I tested the S20's zoom with a photograph of the Hollywood sign from a vantage point in nearby Beachwood Canyon, Los Angeles. Compared to the iPhone 11 Pro Max, the S20's zoom resulted in a smoother image – the iPhone’s zoom captured more true-to-life colour, but the sharper details have artifacts that the S20's zoom removes.

Samsung has bloated the S20 with photography features, but many of them (like Single Take) seem gimmicky in use.

I also tested the zoom in the S20's Night Mode, comparing it to the Pixel 4's excellent Night Sight and Super Res Zoom in a photograph of Griffith Observatory in Los Angeles. The Pixel was the clear winner in that match-up, though its zoom wasn’t able to get as close to the observatory – the S20's closer angle didn’t result in a better photo because the observatory is pixellated.

The S20's Night Mode fared better without zoom in a photo of a Hollywood Regency-style building, though the Pixel 4 once again captured a better shot with more vivid greens in both the building itself and the surrounding trees.

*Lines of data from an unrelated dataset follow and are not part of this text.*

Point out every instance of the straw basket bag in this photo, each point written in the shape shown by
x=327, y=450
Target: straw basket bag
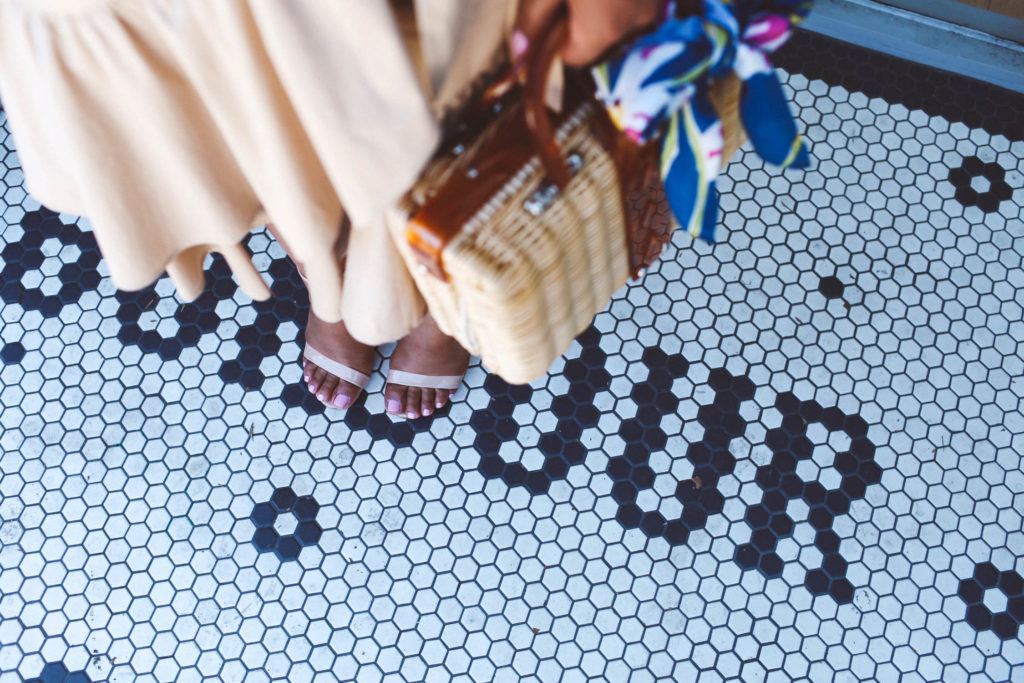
x=525, y=223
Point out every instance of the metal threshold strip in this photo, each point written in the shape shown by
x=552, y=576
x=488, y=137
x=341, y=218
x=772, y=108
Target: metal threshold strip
x=927, y=40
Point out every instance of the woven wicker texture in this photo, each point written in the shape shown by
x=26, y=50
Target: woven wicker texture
x=520, y=286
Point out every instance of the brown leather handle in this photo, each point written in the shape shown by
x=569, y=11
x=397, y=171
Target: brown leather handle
x=541, y=59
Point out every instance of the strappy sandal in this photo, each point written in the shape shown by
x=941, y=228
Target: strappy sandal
x=449, y=383
x=343, y=373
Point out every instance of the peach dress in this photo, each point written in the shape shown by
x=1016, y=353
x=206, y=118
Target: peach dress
x=176, y=126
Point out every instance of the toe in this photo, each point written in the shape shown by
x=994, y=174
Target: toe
x=441, y=398
x=345, y=395
x=427, y=400
x=325, y=393
x=413, y=403
x=394, y=398
x=316, y=377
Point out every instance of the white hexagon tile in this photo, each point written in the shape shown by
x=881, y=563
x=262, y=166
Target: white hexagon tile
x=794, y=456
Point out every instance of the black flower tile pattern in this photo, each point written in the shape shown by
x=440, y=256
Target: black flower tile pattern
x=1005, y=620
x=303, y=531
x=796, y=455
x=992, y=176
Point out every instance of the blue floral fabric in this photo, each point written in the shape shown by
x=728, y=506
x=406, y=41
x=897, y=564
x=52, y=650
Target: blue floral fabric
x=662, y=85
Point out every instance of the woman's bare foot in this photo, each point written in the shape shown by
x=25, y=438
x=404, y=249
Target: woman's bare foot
x=333, y=340
x=426, y=350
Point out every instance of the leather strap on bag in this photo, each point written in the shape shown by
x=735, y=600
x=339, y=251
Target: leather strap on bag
x=550, y=44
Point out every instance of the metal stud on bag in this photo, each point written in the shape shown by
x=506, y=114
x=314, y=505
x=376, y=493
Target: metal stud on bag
x=546, y=194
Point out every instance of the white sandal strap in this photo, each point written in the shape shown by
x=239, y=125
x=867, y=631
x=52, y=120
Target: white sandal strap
x=341, y=372
x=449, y=382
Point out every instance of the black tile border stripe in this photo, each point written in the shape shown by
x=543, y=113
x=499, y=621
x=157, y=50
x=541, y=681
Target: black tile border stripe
x=955, y=97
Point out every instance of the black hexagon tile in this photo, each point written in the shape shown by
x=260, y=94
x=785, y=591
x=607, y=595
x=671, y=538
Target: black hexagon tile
x=796, y=455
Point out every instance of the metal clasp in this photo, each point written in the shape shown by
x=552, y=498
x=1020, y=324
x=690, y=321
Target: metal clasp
x=546, y=194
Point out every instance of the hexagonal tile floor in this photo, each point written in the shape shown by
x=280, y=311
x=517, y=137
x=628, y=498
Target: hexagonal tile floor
x=794, y=456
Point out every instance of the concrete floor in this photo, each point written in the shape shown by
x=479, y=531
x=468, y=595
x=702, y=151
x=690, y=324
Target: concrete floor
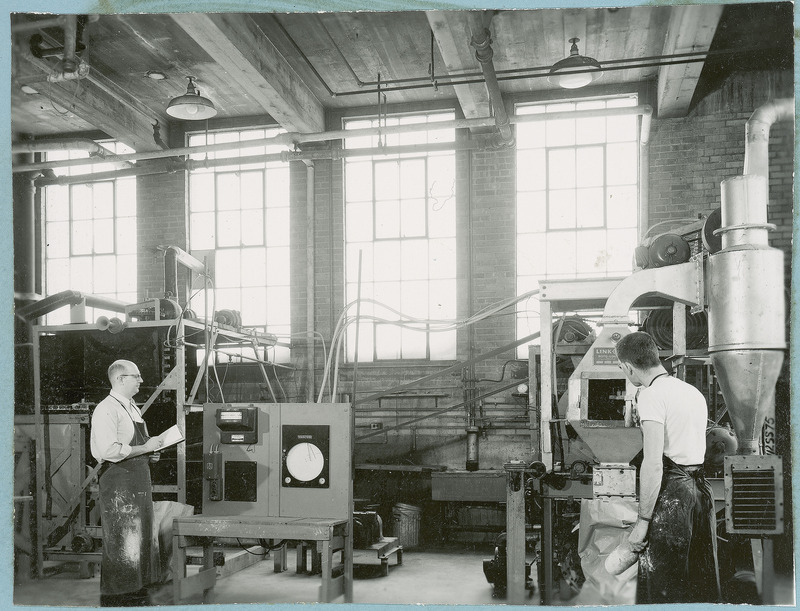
x=444, y=578
x=453, y=577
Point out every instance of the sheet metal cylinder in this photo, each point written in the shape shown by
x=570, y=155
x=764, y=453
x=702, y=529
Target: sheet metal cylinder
x=744, y=206
x=746, y=306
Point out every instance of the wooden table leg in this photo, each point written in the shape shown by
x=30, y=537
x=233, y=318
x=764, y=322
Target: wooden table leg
x=208, y=563
x=327, y=571
x=178, y=566
x=280, y=560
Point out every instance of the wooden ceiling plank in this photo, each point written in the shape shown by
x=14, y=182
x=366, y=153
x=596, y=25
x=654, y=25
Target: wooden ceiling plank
x=453, y=32
x=242, y=49
x=99, y=107
x=691, y=28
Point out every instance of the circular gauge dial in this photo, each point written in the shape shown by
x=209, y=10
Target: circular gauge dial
x=305, y=461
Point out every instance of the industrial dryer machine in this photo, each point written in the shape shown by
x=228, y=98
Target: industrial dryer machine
x=276, y=459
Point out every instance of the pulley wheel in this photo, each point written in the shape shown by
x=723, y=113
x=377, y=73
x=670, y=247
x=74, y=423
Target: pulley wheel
x=669, y=249
x=711, y=242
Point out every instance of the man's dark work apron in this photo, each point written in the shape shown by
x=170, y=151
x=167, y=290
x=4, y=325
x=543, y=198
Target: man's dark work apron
x=679, y=564
x=130, y=546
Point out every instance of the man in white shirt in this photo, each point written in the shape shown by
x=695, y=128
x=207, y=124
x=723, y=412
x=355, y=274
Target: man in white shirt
x=122, y=446
x=676, y=529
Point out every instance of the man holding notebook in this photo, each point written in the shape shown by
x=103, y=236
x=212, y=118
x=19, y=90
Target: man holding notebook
x=121, y=444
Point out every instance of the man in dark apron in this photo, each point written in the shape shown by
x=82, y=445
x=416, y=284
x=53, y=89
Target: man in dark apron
x=675, y=532
x=120, y=443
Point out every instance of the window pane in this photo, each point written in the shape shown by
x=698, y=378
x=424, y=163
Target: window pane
x=103, y=200
x=442, y=217
x=80, y=274
x=591, y=253
x=104, y=236
x=57, y=203
x=126, y=235
x=201, y=228
x=81, y=202
x=230, y=233
x=442, y=253
x=387, y=342
x=590, y=207
x=590, y=130
x=278, y=305
x=57, y=276
x=57, y=240
x=387, y=180
x=561, y=251
x=531, y=170
x=359, y=222
x=621, y=243
x=442, y=177
x=358, y=181
x=414, y=299
x=590, y=166
x=387, y=219
x=442, y=300
x=228, y=195
x=365, y=342
x=388, y=294
x=560, y=132
x=412, y=178
x=277, y=225
x=623, y=167
x=201, y=192
x=443, y=345
x=562, y=209
x=414, y=260
x=278, y=266
x=622, y=128
x=561, y=169
x=254, y=305
x=252, y=190
x=254, y=267
x=105, y=273
x=531, y=255
x=82, y=237
x=412, y=218
x=253, y=227
x=531, y=135
x=413, y=344
x=622, y=207
x=126, y=274
x=353, y=249
x=228, y=266
x=278, y=187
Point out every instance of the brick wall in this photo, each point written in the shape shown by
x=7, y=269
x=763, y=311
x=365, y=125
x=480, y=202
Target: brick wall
x=689, y=157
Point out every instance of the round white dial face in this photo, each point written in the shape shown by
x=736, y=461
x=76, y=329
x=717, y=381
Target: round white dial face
x=305, y=461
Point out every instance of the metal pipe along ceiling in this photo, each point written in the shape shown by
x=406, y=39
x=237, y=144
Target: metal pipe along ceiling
x=484, y=53
x=292, y=138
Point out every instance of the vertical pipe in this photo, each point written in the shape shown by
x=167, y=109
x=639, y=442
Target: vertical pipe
x=515, y=532
x=24, y=229
x=483, y=52
x=310, y=269
x=70, y=63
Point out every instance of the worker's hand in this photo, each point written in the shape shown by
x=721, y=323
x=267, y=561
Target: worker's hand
x=153, y=444
x=637, y=537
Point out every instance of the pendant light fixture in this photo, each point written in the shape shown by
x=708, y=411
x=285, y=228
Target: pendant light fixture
x=191, y=106
x=576, y=70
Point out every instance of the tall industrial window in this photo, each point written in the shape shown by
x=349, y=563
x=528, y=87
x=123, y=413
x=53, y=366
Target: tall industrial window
x=400, y=215
x=90, y=234
x=577, y=196
x=241, y=213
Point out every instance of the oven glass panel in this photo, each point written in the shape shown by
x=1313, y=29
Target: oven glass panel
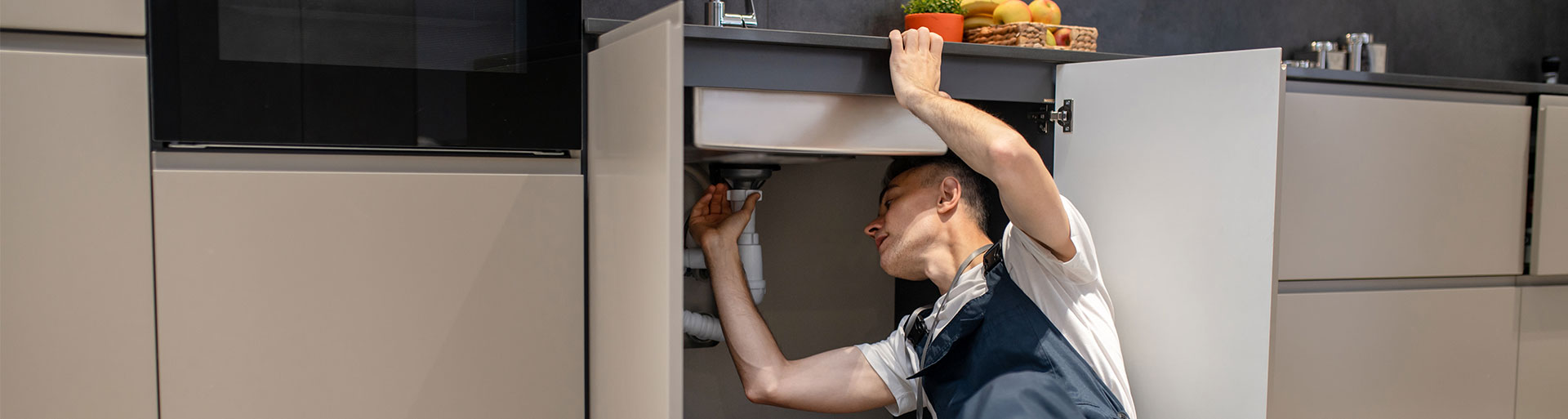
x=443, y=74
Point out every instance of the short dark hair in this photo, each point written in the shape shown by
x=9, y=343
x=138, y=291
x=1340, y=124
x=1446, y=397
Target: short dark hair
x=976, y=189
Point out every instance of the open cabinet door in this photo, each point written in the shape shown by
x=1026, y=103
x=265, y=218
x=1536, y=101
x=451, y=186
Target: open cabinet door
x=1174, y=162
x=634, y=219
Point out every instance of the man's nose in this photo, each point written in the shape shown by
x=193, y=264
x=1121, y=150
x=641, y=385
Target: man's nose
x=871, y=230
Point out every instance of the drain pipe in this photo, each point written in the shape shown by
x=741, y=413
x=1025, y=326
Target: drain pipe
x=744, y=181
x=750, y=247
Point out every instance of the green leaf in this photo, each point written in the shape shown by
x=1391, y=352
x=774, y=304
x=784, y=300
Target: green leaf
x=933, y=7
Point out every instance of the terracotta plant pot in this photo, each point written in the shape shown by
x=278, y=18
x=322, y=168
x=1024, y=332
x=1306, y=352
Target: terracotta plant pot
x=949, y=25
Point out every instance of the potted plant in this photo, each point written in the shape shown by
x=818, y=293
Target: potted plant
x=944, y=18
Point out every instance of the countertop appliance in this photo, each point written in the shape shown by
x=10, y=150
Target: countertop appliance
x=425, y=76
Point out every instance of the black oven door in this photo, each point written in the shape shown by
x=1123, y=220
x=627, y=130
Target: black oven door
x=368, y=74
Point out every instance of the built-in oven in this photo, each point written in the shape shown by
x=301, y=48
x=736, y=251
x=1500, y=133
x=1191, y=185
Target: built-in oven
x=424, y=76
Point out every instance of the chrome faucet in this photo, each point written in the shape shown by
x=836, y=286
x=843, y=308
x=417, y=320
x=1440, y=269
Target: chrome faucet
x=719, y=18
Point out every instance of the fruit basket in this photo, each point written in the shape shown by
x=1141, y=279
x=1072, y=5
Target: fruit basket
x=1034, y=35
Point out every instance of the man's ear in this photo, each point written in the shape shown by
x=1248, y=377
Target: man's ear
x=951, y=192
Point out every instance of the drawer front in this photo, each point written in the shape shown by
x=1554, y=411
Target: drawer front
x=1445, y=354
x=1374, y=187
x=356, y=296
x=85, y=16
x=1544, y=352
x=1549, y=223
x=76, y=256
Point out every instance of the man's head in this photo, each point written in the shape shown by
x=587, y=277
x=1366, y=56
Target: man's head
x=925, y=203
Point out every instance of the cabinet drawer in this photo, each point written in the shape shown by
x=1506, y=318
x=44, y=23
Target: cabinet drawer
x=85, y=16
x=76, y=255
x=1549, y=223
x=1374, y=187
x=1544, y=352
x=1394, y=354
x=292, y=294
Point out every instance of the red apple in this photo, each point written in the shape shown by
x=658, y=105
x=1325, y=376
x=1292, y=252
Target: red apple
x=1012, y=11
x=1046, y=11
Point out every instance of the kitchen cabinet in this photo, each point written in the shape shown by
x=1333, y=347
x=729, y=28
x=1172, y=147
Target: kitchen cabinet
x=1172, y=159
x=1549, y=221
x=298, y=289
x=1544, y=352
x=1428, y=354
x=1382, y=187
x=76, y=258
x=85, y=16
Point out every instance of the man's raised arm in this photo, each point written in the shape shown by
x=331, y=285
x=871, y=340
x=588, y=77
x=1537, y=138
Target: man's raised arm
x=831, y=381
x=988, y=145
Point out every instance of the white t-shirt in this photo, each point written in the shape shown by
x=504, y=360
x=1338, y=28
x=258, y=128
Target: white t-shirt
x=1071, y=294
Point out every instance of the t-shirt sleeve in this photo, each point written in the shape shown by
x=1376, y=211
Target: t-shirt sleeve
x=893, y=361
x=1082, y=269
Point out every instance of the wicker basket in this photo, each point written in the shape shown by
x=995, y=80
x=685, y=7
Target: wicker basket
x=1032, y=35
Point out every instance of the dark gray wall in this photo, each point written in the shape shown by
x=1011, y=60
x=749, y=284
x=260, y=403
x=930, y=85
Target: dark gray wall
x=1462, y=38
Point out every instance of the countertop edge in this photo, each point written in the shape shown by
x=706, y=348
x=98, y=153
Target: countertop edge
x=960, y=49
x=862, y=42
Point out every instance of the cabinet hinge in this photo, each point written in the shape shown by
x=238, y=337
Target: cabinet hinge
x=1062, y=117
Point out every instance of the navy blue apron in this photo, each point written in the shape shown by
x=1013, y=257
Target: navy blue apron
x=1000, y=357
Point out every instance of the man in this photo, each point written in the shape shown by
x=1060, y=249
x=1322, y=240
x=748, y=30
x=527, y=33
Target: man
x=1024, y=332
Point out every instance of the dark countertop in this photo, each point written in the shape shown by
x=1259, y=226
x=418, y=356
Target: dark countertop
x=968, y=54
x=862, y=42
x=1411, y=80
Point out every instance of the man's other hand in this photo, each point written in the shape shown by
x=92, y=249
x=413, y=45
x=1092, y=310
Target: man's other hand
x=916, y=65
x=714, y=221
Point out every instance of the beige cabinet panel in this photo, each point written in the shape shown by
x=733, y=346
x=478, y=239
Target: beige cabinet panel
x=76, y=238
x=342, y=296
x=1446, y=354
x=87, y=16
x=1544, y=352
x=1131, y=165
x=634, y=219
x=1549, y=236
x=1374, y=187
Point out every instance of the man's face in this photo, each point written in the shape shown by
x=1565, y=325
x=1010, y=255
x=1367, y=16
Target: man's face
x=906, y=223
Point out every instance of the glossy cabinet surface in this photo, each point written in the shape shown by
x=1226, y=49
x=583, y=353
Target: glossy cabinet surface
x=1544, y=352
x=372, y=294
x=1549, y=216
x=76, y=256
x=1131, y=168
x=85, y=16
x=1437, y=354
x=1377, y=187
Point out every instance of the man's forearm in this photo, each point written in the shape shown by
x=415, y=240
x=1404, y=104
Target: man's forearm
x=758, y=357
x=973, y=134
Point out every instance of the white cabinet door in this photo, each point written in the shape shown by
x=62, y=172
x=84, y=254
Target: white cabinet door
x=1544, y=352
x=76, y=238
x=345, y=296
x=1172, y=160
x=85, y=16
x=1396, y=355
x=1374, y=187
x=634, y=219
x=1549, y=225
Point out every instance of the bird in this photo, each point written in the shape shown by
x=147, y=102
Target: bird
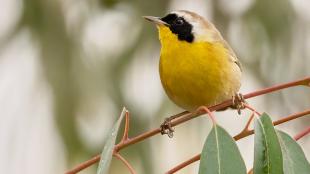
x=197, y=66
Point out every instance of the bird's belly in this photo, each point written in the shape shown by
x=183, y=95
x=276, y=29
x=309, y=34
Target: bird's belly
x=192, y=79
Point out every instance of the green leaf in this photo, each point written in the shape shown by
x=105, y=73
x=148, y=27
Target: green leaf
x=294, y=160
x=107, y=152
x=267, y=150
x=220, y=154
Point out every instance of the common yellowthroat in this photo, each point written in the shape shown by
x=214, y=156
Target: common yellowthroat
x=197, y=66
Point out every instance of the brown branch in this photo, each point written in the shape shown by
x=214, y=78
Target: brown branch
x=188, y=116
x=296, y=138
x=118, y=156
x=244, y=133
x=302, y=134
x=126, y=129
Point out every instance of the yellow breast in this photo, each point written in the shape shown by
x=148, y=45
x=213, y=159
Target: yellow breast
x=198, y=73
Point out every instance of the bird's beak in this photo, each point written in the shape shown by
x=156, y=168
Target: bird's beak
x=156, y=20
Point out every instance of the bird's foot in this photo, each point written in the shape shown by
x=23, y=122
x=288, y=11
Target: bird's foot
x=238, y=102
x=166, y=127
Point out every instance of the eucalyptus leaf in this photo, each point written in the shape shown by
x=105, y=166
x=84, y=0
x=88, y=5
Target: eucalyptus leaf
x=220, y=154
x=267, y=149
x=294, y=159
x=107, y=152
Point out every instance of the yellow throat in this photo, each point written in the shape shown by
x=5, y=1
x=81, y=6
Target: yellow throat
x=197, y=73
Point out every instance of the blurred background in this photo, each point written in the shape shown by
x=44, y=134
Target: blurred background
x=68, y=67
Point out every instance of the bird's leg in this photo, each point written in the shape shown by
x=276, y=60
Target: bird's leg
x=238, y=102
x=166, y=127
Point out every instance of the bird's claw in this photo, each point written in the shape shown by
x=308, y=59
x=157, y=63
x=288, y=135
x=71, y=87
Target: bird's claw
x=166, y=128
x=238, y=102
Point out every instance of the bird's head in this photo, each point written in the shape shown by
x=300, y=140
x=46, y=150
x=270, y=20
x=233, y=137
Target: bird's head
x=185, y=26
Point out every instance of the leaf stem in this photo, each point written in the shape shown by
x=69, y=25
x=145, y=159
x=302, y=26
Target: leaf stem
x=119, y=156
x=188, y=116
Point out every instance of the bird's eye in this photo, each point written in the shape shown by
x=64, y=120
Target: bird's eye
x=179, y=21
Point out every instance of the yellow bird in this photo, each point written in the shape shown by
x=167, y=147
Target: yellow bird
x=197, y=66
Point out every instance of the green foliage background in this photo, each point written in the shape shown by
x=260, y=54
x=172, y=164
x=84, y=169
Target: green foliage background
x=88, y=81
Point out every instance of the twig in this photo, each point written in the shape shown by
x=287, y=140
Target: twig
x=204, y=109
x=302, y=133
x=126, y=129
x=188, y=116
x=244, y=133
x=252, y=109
x=118, y=156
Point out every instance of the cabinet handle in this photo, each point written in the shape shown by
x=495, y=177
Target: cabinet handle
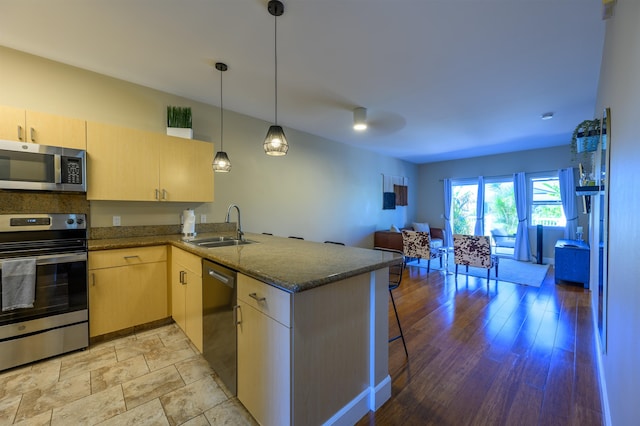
x=257, y=298
x=237, y=315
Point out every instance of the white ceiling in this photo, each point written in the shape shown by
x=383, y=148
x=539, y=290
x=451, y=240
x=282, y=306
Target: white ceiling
x=441, y=79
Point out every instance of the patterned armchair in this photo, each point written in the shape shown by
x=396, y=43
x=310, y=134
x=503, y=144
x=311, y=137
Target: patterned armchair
x=417, y=245
x=474, y=250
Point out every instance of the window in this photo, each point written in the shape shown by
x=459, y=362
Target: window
x=546, y=205
x=464, y=207
x=499, y=206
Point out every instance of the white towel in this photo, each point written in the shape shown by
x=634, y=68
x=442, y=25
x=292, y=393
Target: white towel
x=18, y=283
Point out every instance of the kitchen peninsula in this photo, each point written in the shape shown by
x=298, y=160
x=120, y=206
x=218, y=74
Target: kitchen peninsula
x=316, y=350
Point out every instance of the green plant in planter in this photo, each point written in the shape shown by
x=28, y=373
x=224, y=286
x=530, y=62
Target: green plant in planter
x=179, y=117
x=585, y=137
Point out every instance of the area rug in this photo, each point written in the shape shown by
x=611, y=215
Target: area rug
x=509, y=270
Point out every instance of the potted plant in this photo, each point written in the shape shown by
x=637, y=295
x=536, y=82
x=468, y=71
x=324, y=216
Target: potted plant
x=585, y=136
x=179, y=122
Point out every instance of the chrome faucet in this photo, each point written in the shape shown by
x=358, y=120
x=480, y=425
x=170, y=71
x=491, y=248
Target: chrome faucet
x=240, y=233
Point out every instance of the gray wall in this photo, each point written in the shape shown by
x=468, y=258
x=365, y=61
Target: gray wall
x=321, y=190
x=620, y=90
x=431, y=197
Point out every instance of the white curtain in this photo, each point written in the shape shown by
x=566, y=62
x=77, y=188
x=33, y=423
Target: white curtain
x=568, y=197
x=479, y=229
x=522, y=251
x=448, y=197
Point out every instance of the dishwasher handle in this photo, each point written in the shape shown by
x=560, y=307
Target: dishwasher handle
x=218, y=276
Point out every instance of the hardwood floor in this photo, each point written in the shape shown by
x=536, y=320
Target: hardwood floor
x=509, y=355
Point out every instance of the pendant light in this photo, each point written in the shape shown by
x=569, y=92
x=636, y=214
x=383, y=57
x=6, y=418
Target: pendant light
x=221, y=163
x=276, y=142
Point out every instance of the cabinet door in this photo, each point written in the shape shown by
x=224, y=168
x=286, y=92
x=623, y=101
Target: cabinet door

I also don’t love the S20's Love Focus (Samsung’s version of Portrait Mode), which I tested in a shot of myself compared to the Pixel 4 and iPhone 11 Pro Max. The iPhone’s image colour is more natural, as it usually is, while the S20 gets way too close to my face, despite being positioned in the same exact spot as the other two phones.

The Galaxy S20 smooths out zoomed-in photos more than the iPhone 11 Pro Max.

The Pixel 4's Night Sight zoom offers more detail than the S20's zoom in Night Mode.

The S20's landscape is moodier, with bluer blues and greener greens than the Pixel 4.

The Pixel 4's Night Sight results in more vivid images than the S20's Night Mode.

The S20's Live Focus zooms in on a subject more than the iPhone does. The iPhone’s portraits are also more true to life.

The Pixel 4's portraits are darker than the S20's, but do a better job at recognising my curls and blurring around them.

Another issue I had with the S20's camera was its lag. Switching between various modes in the camera preview occasionally took forever, which isn’t ideal when you’re trying to capture a moment on the fly.

Overall, the S20's cameras are fine, though features like Night Hyperlapse and Single Take are gimmicky (and also now available on the S10 and Note 10 with a software update, so there’s no need to upgrade). Samsung has made its flagships’ cameras bloated with features without taking the time to refine the ones people actually use, like Night Mode and Live Focus.

The S20 is a good phone despite the shortcomings compared to its pricier siblings. Yet it’s tough to recommend that anyone spend just shy of £900 on anything in the midst of [gestures at literally everything], and I feel slightly tone-deaf suggesting that anyone spend any amount of money on anything during this crisis. But when this passes, and you need to buy a new phone, the S20 is beautiful, fast and will last you some time.


  • The S20 is (sort of) future-proofed with a 5G modem but only works on sub-6GHz 5G networks, which aren’t as fast as millimeter-wave.
  • This is the cheapest of Samsung’s 2020 flagships so far, and it has the same camera setup as the pricier S20+.
  • The 120Hz refresh rate is beautiful but doesn’t work at full resolution.
  • Buying an £899 phone right now seems like a bad idea, but carriers are offering deals on the S20 that take some of the sting out.